La vi de reojo hacerme una mueca, como los hijos cuando le sacan la lengua a sus padres a sus espaldas. Preferí ignorar su gesto antes de comenzar otra pelea sin fundamentos.

Siguió en el vestidor, se despojó de la falda y la blusa, tomó un pijama corto de dos piezas de satén en color rosa. Finalmente salió y se tomó la molestia de no ignorarme más y mirarme durante una fracción de segundo.

—Sebastian, quiero hablar contigo —me dijo.

—¿Ahora? —le pregunté.

—Sí, ahora —insistió ella.

¿De que querría hablar casi a la media noche con tanta premura?

—¿Quieres bajar al estudio?

Ella negó.

—No, aquí está bien.

—Entonces dime —le pedí y me acomodé en el taburete donde estaba sentado —Te escucho.

Amelia permaneció de pie con ambas manos en la cintura. Me preparé para recibir cualquier tipo de noticia o comentario por parte suya, con ella siempre estoy a expensas de que cambie de parecer en un instante, incluso, por un momento pensé que cancelaría la boda.

—Solo quiero decirte que no acepto firmar tu acuerdo prenupcial —soltó de tajo.

Bueno, eso lo esperaba.

—Y, ¿se puede saber el motivo? —busqué indagar en su decisión, sin perder los estribos.

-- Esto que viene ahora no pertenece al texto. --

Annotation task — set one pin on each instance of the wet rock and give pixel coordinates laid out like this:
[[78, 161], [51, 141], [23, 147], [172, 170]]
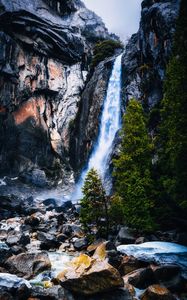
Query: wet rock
[[50, 201], [61, 219], [88, 276], [140, 278], [141, 240], [11, 203], [130, 264], [157, 292], [66, 206], [53, 293], [28, 264], [15, 238], [48, 241], [182, 238], [91, 248], [5, 253], [13, 287], [67, 229], [62, 237], [80, 244], [32, 220], [114, 294], [125, 237]]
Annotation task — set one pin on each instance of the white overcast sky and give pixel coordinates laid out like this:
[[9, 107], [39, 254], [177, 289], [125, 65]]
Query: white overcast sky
[[120, 16]]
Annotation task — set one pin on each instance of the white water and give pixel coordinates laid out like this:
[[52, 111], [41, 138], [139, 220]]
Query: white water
[[110, 124]]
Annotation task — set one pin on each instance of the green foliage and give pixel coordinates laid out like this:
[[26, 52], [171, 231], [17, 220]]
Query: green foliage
[[116, 214], [94, 202], [172, 139], [103, 50], [132, 171]]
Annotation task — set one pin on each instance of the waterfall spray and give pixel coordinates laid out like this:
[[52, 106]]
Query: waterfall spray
[[109, 125]]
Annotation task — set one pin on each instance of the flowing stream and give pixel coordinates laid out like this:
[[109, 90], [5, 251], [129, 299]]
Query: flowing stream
[[109, 125]]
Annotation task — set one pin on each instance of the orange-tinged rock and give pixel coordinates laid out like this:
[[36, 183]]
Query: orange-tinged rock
[[30, 109], [100, 252], [96, 278]]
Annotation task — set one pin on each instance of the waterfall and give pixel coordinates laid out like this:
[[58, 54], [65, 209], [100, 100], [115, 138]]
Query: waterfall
[[109, 125]]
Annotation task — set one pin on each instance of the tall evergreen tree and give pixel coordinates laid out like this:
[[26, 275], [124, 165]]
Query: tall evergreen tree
[[94, 202], [173, 127], [132, 170]]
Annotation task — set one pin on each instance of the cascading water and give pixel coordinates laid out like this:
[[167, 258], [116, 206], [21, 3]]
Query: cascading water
[[110, 124]]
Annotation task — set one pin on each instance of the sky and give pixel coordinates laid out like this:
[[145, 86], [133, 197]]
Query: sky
[[120, 16]]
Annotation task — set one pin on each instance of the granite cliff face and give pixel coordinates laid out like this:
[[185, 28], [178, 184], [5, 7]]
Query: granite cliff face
[[148, 52], [50, 101], [45, 51]]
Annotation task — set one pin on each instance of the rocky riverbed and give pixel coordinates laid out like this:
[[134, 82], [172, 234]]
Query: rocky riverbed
[[44, 254]]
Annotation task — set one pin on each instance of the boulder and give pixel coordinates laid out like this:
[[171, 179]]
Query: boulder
[[13, 287], [28, 264], [80, 244], [52, 293], [48, 241], [125, 236], [130, 264], [157, 292], [15, 238], [87, 276], [32, 220], [140, 278], [141, 240], [5, 253]]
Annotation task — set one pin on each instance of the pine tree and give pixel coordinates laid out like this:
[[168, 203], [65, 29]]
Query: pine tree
[[94, 202], [173, 128], [132, 170]]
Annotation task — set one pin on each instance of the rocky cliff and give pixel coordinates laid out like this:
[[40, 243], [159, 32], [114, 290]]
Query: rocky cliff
[[45, 51], [50, 102], [148, 52]]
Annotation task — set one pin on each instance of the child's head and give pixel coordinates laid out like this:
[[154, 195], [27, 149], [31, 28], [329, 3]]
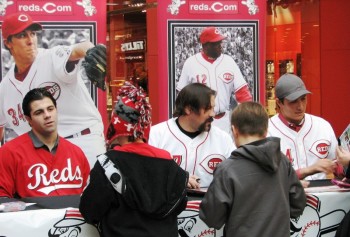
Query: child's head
[[250, 119]]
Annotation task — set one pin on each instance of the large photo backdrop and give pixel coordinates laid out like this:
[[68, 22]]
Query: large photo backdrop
[[64, 23], [241, 44], [179, 26]]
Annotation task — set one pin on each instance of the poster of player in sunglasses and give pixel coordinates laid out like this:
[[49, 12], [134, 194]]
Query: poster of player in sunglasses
[[53, 34]]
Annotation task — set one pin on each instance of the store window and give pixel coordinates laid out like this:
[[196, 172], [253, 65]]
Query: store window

—Porque es estúpido, porque no tiene sentido, porque no soy un activo ni un inmueble. Porque soy una persona que tiene derecho a tener hijos si así lo desea, a hacer lo que se le venga en gana. Porque el estar casada con un millonario no me obliga a ser una esposa trofeo ni una muñeca de aparador. Porque todavía no nos hemos casado y ya tengo que firmar clausulas para un divorcio que ni siquiera sabemos si llegará. Porque debes aprender a ser más humano y menos magnate. Porque es una boda, no un negocio; está nuestro amor de por medio, no tus acciones en la bolsa.